I'd probably be faster with an etch a sketch, than sketchup.:laughing:


----------



## JT Wood (Dec 17, 2007)

ok thanks for the info everyone, Now what version do you all recommend?

http://www.chiefarchitect.com/products/premier/

This version is $2200


This version is called Homeowner pro (like Jumbo shrimp) http://www.homedesignersoftware.com/products/home-designer-pro/

but I watched the video and it seems like it would do the job, although I am not experienced enough to know for sure. It's $500

thoughts?


thanks John


----------



## redwood (Dec 5, 2007)

Like I said earlier. You can start at the bottom and work your way up. They all work the same.

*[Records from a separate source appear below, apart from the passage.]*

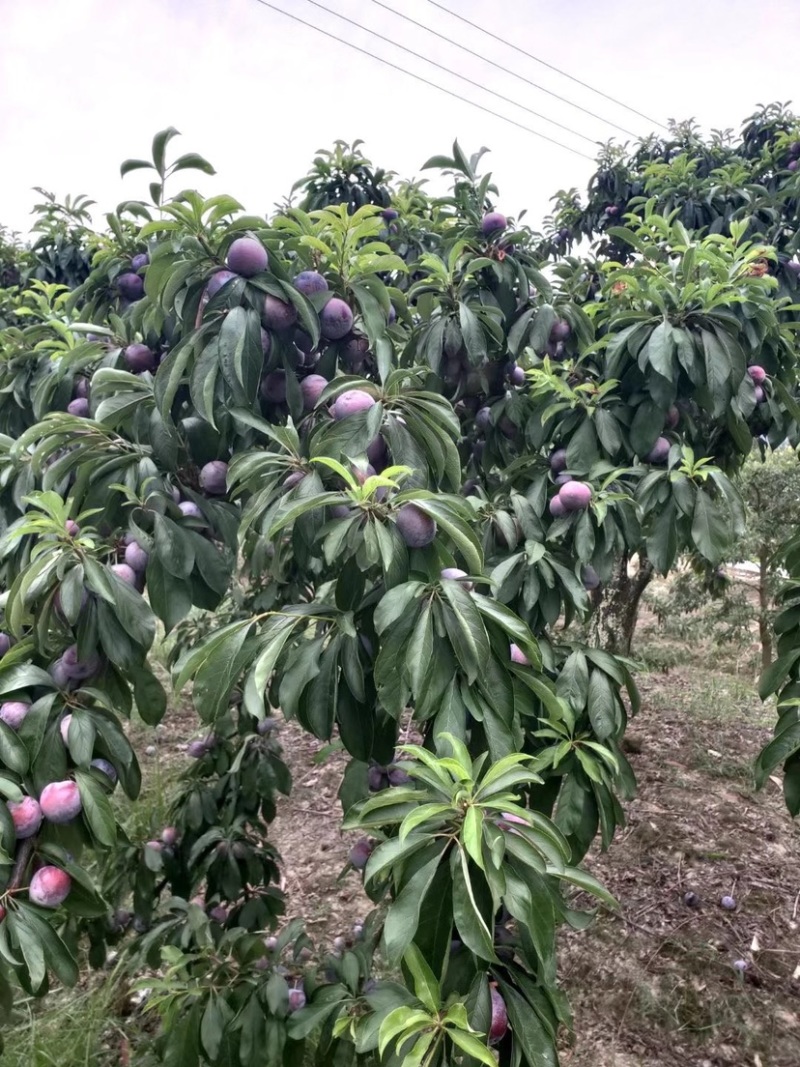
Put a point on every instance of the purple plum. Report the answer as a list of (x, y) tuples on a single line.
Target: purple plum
[(139, 359), (575, 495), (351, 402), (130, 286), (415, 527), (308, 282), (137, 557), (217, 281), (49, 887), (493, 222), (27, 816), (213, 478), (310, 389), (335, 319), (61, 801), (13, 713), (277, 314), (79, 407), (246, 256)]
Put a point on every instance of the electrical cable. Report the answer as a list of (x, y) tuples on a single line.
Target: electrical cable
[(432, 84), (549, 66), (454, 74), (484, 59)]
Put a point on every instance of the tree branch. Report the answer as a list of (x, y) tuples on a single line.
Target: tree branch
[(20, 864)]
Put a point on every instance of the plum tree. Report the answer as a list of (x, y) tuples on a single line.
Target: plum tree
[(246, 256), (349, 610)]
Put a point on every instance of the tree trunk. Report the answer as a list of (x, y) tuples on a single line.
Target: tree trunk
[(617, 607), (765, 631)]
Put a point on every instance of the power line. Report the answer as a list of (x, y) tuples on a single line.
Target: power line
[(432, 84), (454, 74), (484, 59), (548, 65)]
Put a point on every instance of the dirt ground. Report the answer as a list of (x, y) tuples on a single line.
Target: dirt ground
[(653, 986)]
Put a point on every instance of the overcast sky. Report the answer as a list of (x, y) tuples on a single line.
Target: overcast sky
[(85, 84)]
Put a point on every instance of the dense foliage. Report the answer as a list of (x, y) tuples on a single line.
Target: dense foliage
[(389, 450)]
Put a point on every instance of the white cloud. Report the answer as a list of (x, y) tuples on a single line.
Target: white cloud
[(86, 84)]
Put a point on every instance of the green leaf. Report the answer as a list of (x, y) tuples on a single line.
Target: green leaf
[(402, 917), (469, 923), (97, 809), (472, 1046), (465, 630), (602, 705), (709, 529), (426, 986)]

CA will give you credit for the program you have, as you upgrade. Somewhere they have tables showing the differences between the programs.

I had the Pro version and needed more functionality, so I bit the bullet and went for the Premier version. I'm happy I did, my pocket book is not.

This may not mean anything to you, at this point, but the single biggest item missing in the Pro version, was the ability to create new layers. I find that indespensible. The Premier edition also has a lot more tools.

Good Luck


----------



## ScipioAfricanus (Sep 13, 2008)

The pro version will only do layouts up to 18" X 24" and it seems most cities want plans on 24" X 36".

Andy.


----------